There are several forces at play that make the new timeline for Nigerian elections a one-time chance for a decisive strike against Boko Haram. In addition to Boko Haram, Nigerian elections have a potential for violence themselves. With or without a domestic Islamist, insurgency a delay of elections is interpreted by the Muslim north and the All Progressive Congress party of presidential candidate Muhammadou Buhari as an extra-constitutional attempt to prolong power. That was one rational against the postponement of elections until the decision was made to do so on Saturday, a week before the scheduled elections.
Apart from a rational, the calculus for Nigerian incumbent President Goodluck Ebele Jonathan might well have been to keep the election date, avoid the appearance of prolonging his term in office, and allow the disenfranchisement caused by Boko Haram to work in his favor. Such a scenario would allow for Candidate Buhari’s camp to reject the election results and resort to violence.
Mr. Buhari was believed to be behind the 2011 violence in the north when a Muslim rejection of a southern Christian’s election led to more than 300 deaths and thousands displaced. With Boko Haram in the mix, the collective downsides over-shadowed appearances of good protocol by keeping the original date. The U.S. and the international community had urged as much.
The presidential and parliamentary elections will now take place on March 28. Elections for governors and state legislators will take place on Feb. 28. Until now it has been ostensible that Mr. Jonathan had little interest in confronting Boko Haram and the international attention has put him in an awkward spotlight. If Mr. Jonathan’s administration fails to seize this window to take the reigns of the Nigerian military and significantly disable Boko Haram, it will confirm that he does not see himself as the president of all of Nigeria but only the south. The strength of former military dictator Buhari’s campaign is that his supporters believe he can achieve security and defeat Boko Haram where Mr. Jonathan has failed. The political moment between now and the Feb. 28 regional elections is likely the last calm moment for Mr. Jonathan to galvanize against Boko Haram before Mr. Buhari’s political leverage reaches a critical mass. If Mr. Jonathan makes it through the elections without taking the upper hand against Boko Haram, he will face greater challenges with an even weaker mandate.
At such a crossroad, it’s important to have a good measure of who Mr. Buhari is. The fundamental political difference between Mr. Buhari’s group and those who would become Boko Haram back in 2000 was a factional split over who could best purify the Muslim north of political corruption and enforce the best interpretation of shariah law. In the year 2000, Mr.

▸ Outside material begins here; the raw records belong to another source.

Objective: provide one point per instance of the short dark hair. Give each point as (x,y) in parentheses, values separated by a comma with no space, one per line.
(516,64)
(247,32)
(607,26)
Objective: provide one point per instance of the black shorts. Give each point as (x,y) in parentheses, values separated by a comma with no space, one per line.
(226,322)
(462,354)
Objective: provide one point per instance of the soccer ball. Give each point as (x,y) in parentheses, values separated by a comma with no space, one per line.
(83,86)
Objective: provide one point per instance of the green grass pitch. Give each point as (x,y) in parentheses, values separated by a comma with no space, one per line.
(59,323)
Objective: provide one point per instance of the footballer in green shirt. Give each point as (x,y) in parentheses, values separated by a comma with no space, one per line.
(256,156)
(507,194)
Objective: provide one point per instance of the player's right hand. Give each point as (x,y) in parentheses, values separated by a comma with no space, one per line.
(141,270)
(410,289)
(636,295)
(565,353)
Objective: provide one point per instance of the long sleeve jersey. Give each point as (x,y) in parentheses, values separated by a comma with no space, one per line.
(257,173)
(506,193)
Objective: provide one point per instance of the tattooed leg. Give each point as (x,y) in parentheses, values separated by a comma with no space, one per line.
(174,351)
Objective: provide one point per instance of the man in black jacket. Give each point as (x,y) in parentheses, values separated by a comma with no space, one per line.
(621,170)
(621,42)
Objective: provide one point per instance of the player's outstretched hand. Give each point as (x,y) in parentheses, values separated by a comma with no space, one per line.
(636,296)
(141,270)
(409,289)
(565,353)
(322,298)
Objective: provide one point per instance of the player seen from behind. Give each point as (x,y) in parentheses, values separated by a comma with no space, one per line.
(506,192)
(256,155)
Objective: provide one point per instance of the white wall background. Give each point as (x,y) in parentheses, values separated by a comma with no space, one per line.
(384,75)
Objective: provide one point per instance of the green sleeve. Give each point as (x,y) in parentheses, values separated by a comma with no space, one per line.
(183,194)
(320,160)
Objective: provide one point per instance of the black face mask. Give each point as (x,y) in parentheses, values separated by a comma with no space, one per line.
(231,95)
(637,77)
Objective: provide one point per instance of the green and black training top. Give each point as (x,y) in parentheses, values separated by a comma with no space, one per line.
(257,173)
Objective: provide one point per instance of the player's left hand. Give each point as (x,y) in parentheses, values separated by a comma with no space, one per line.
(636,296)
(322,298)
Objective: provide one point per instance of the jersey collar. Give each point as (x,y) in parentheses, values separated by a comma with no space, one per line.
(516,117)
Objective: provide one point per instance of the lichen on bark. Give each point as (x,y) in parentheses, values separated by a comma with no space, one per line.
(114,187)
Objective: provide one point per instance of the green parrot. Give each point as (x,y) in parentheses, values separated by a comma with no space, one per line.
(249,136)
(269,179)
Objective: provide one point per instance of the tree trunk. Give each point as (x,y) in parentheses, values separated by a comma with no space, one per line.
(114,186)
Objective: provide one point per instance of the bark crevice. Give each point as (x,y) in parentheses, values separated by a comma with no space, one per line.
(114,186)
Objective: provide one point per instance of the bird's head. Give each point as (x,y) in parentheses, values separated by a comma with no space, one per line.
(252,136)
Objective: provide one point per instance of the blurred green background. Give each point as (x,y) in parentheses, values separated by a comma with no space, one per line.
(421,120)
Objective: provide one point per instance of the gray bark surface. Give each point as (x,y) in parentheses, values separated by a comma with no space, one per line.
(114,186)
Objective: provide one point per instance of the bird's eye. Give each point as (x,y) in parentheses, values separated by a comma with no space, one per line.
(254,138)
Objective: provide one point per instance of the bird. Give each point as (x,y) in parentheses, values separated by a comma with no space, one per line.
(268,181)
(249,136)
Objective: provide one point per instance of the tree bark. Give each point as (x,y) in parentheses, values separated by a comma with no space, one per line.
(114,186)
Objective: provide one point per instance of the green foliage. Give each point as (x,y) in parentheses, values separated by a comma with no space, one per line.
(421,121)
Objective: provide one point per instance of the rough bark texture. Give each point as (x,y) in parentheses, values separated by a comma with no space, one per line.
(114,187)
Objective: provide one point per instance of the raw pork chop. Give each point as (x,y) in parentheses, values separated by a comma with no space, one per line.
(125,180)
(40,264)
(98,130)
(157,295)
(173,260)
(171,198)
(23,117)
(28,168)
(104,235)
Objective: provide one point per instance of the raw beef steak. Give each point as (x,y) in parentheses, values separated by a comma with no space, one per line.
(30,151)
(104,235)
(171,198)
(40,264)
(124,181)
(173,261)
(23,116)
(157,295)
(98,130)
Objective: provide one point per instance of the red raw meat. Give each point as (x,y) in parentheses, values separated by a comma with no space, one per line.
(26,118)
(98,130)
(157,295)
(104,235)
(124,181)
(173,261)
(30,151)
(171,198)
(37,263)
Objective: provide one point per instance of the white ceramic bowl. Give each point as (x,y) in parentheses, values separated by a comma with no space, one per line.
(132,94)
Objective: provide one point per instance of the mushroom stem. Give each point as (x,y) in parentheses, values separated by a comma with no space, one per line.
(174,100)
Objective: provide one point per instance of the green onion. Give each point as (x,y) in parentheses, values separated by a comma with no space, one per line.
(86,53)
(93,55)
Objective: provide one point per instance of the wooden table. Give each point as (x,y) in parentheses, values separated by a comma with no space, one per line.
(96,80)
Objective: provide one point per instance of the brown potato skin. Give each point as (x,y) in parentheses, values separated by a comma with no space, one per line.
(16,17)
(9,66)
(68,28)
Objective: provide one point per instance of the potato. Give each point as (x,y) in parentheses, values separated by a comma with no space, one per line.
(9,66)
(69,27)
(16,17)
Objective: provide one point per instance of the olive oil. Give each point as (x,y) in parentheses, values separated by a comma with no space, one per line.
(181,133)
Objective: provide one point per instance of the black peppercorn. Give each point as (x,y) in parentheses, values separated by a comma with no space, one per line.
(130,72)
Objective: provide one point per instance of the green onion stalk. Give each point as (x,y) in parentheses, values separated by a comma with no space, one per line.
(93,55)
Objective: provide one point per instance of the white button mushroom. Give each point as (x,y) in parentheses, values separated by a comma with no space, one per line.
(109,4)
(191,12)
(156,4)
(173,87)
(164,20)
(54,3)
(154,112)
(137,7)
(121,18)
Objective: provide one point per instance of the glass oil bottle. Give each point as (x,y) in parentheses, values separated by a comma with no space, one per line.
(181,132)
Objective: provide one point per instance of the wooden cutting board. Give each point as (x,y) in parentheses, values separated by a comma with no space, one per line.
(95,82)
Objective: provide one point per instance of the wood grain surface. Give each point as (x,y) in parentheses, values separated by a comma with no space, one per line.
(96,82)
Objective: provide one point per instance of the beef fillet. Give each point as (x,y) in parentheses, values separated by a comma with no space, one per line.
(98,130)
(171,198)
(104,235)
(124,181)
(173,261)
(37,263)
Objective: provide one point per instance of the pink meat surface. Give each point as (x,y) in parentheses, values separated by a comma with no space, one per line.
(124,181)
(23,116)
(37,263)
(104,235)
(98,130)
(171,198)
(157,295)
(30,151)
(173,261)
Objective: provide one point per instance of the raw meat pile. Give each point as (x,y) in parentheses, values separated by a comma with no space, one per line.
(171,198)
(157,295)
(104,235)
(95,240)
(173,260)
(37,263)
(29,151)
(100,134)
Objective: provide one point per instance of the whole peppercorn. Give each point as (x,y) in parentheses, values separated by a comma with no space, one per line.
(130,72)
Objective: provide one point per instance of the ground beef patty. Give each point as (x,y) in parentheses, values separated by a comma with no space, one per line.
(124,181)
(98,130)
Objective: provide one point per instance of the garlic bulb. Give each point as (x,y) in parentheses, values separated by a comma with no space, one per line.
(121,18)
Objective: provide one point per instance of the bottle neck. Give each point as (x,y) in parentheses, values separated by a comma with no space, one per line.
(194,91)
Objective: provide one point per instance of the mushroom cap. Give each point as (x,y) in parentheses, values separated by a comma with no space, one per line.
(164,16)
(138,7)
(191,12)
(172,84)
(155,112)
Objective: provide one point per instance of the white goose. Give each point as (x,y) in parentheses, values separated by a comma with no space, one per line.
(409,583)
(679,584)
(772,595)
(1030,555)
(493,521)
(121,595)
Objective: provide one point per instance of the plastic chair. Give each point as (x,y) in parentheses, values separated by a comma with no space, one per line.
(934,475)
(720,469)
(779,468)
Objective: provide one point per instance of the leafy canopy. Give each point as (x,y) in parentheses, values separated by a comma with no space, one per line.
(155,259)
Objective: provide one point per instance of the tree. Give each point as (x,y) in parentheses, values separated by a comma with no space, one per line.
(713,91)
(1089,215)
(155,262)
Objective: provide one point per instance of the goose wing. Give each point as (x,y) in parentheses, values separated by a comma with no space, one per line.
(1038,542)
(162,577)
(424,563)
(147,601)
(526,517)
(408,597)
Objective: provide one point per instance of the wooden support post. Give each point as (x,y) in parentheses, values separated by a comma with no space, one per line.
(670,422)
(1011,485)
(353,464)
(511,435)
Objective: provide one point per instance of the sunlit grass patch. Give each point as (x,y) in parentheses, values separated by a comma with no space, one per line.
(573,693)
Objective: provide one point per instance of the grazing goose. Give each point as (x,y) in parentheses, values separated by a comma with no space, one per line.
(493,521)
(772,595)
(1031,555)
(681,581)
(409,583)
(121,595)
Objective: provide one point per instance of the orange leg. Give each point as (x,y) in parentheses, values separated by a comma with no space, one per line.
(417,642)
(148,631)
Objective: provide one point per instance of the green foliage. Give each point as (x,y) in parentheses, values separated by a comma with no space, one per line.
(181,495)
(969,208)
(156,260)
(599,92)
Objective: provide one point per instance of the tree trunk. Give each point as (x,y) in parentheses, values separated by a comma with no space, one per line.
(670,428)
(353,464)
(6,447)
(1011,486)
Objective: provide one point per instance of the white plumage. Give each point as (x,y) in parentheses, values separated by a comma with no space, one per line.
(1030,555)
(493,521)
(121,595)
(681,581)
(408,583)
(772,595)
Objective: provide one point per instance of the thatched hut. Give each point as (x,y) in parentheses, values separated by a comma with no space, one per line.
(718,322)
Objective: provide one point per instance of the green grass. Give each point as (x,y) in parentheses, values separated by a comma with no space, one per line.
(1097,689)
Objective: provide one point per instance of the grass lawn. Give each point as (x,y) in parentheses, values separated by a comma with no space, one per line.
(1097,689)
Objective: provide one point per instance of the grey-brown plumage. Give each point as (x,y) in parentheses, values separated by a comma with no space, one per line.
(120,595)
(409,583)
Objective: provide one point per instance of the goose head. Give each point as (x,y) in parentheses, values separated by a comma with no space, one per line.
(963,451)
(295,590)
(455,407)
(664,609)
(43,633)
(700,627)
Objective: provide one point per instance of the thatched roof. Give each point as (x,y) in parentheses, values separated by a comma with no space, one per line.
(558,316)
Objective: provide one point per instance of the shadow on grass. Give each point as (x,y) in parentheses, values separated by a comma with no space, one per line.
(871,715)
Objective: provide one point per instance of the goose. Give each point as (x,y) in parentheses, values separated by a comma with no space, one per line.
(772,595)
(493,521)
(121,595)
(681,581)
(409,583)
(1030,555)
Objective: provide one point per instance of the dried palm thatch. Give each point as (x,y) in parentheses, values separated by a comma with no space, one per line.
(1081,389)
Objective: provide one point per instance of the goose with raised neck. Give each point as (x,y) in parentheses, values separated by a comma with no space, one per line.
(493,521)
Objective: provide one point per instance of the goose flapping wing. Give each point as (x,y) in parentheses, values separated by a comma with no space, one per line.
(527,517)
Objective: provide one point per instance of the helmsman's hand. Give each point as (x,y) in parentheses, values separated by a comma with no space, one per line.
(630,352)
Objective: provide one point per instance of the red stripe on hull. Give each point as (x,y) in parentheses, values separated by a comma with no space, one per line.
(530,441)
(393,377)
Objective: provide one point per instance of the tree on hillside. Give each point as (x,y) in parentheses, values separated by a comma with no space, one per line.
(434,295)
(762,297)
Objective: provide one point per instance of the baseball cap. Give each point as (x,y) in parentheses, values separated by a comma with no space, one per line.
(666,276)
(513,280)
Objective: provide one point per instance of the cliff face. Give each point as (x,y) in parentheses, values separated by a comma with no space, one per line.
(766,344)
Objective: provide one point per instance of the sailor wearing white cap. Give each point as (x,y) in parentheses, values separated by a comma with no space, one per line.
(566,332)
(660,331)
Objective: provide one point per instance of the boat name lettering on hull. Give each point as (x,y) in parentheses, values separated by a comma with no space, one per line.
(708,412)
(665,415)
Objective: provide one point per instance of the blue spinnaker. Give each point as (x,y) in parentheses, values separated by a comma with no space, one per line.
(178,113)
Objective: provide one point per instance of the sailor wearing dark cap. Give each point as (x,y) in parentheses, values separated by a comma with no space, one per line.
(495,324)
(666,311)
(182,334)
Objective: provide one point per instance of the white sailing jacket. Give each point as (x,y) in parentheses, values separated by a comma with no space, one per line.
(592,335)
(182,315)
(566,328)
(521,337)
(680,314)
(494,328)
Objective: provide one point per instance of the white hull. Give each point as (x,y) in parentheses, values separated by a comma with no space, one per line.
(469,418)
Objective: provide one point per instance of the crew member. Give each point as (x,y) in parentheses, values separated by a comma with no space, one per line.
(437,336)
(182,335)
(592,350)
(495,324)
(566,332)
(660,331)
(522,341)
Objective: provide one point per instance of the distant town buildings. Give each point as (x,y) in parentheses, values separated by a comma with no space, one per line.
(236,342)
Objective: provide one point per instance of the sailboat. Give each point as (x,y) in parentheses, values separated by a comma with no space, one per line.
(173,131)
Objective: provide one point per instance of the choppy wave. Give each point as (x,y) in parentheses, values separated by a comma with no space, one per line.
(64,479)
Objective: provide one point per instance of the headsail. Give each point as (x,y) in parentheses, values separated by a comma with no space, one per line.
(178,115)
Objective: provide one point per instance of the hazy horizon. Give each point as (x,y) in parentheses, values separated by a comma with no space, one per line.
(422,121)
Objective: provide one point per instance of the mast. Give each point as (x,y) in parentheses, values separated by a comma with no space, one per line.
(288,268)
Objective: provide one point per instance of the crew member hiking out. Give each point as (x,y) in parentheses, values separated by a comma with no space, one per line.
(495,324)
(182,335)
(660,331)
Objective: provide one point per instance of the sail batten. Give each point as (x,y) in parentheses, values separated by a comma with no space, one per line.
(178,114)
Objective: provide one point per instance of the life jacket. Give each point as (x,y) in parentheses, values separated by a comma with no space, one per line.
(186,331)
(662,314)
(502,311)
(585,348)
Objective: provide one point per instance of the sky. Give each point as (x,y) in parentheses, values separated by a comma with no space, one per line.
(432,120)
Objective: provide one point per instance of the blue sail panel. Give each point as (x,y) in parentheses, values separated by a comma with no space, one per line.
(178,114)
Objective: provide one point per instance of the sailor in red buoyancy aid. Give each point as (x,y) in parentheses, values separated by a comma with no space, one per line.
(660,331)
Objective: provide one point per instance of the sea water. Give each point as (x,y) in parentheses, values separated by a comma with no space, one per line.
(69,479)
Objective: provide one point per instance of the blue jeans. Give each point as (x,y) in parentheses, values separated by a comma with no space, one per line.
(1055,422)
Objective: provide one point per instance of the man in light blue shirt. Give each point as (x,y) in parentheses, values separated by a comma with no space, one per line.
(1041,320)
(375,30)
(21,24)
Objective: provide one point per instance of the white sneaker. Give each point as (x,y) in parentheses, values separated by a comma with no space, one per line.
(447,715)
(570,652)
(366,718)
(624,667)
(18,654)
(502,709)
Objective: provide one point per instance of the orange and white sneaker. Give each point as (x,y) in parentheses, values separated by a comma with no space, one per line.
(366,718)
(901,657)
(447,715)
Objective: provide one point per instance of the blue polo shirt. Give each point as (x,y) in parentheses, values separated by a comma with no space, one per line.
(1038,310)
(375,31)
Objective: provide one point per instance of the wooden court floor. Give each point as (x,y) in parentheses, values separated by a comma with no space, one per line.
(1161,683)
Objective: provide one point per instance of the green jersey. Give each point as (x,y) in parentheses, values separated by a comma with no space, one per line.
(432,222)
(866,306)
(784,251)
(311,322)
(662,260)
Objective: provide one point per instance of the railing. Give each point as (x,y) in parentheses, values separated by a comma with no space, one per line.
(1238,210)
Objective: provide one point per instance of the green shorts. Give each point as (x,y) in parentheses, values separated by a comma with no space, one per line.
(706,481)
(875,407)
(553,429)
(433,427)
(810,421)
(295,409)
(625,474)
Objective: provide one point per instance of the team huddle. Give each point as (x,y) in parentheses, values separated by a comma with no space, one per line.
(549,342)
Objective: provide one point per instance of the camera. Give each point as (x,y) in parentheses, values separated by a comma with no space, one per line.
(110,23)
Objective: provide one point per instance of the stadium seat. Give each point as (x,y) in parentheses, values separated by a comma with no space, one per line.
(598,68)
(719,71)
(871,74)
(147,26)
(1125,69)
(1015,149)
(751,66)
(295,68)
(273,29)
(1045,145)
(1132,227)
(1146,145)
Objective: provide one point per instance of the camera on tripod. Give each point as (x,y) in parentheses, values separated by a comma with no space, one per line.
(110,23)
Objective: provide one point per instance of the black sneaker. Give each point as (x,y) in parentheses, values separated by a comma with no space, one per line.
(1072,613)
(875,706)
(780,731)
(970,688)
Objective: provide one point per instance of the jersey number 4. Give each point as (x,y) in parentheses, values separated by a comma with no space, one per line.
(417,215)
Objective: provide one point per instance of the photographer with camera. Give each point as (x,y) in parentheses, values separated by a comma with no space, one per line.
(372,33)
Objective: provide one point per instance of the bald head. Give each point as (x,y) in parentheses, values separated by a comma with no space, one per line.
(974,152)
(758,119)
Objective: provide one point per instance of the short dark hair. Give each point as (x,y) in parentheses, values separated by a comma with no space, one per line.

Buhari’s political colleagues were debating whether they could accept a moderate enforcement of shariah law in the North.
“I can die for the cause of Islam. If necessary, we are prepared to fight another civil war. We cannot be blackmailed into killing Sharia” – Muhammadou Buhari, 2000 Freedom House.
Of course Mr. Buhari will play the role of a moderate now. Not enough eyelids were raised by U.. Secretary of State John Kerry’s visit so close to the election last month. It was then fair to speculate that Mr. Kerry was offering assurances of cooperation in exchange for assurances of a peaceful election. Despite the administration’s recent lectures on state visits near election time that concerned Bibi Netanyahu of Israel and Angela Merkel of German, the State Department played tone-def to the legitimacy and perceived U.S. approval given to Mr. Buhari in his meeting with Mr. Kerry. The public acknowledgement of the meeting in diplomatic currency was indeed a clear act of favoritism.
Thanks to the reporting of Adam Kredo, we now know that it was something more nefarious. David Axelrod is Mr. Buhari’s lobbyist and in this administration you can buy the presidency of Africa’s most populous nation. According to the Washington Free Beacon report, Mr. Axelrod’s firm, AKPD, was employed by Mr. Buhari’s APC party as recently as December 2014. The timing of Mr. Kerry’s visit the next month within in that context puts a shorter lifespan on the Jonathan presidency.
President Jonathan must now fight without firm footing against Boko Haram, his political opponents, U.S. diplomats and their lobbyists. He has about a month to make something happen.